Use of Lombok @SneakyThrows annotation


I am trying to use the Lombok library in my Spring Boot application. I came across the @SneakyThrows annotation, but I didn't really get the full use of it. Usually, if there could be an exception, it's always good to catch/throw it, and also the caller can handle and catch or throw it, which is a good practice. But using @SneakyThrows, we are bypassing it. So what is the real advantage of it?

I went over lots of links but they all only say about the behaviour and I didn't understand the real use case.


Solution

  • Author of the feature here - this answer is mostly objective, but there is a certain subjective nature to it all - at some point, any language feature is lightly dictatorial about telling people how one 'should' program. It cannot be avoided. Ordinarily, opinion isn't acceptable on SO, but given that this is about lombok, and [A] I wrote this feature, and [B] I remain a core committer on lombok, I guess my opinion is the answer asked for, and this cannot devolve into a war of opinions (except Roel, my co-committer, who by and large stands by these opinions).

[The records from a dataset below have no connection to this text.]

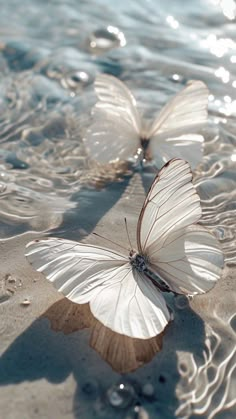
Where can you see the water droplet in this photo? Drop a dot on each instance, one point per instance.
(25, 303)
(3, 187)
(181, 301)
(90, 388)
(4, 297)
(148, 390)
(103, 40)
(121, 395)
(75, 80)
(9, 278)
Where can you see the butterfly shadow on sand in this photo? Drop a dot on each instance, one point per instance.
(42, 353)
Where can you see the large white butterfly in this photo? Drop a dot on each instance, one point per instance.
(117, 130)
(124, 290)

    Usually, if there could be an exception, it's always good to catch/throw it

    Incorrect. It's usually good to catch/throw it, but not always.

    A quick review of what it does

    the concept of the checked exception is entirely a figment of javac's imagination. The reason this doesn't compile:

    public void foo() {
      throw new IOException();
    }
    

    is because javac has an if construct in there that says: I won't compile this. If you hack javac and remove that construct, the resulting class file is completely fine. The class verifier (the code in the JVM that checks if executing the code in a class file would cause issues) doesn't care. The JVM doesn't care either. It will dutifully run that code and just... throw the exception. "But... it's not declared!", yeah, the JVM doesn't care. It doesn't know what throws IOException means. It's a comment, as far as java.exe is concerned. This explains why languages like kotlin that are targeted to run on the JVM can do what they do (they don't have checked exceptions - you can throw whatever you like regardless of throws clause. Including java-written checked exceptions).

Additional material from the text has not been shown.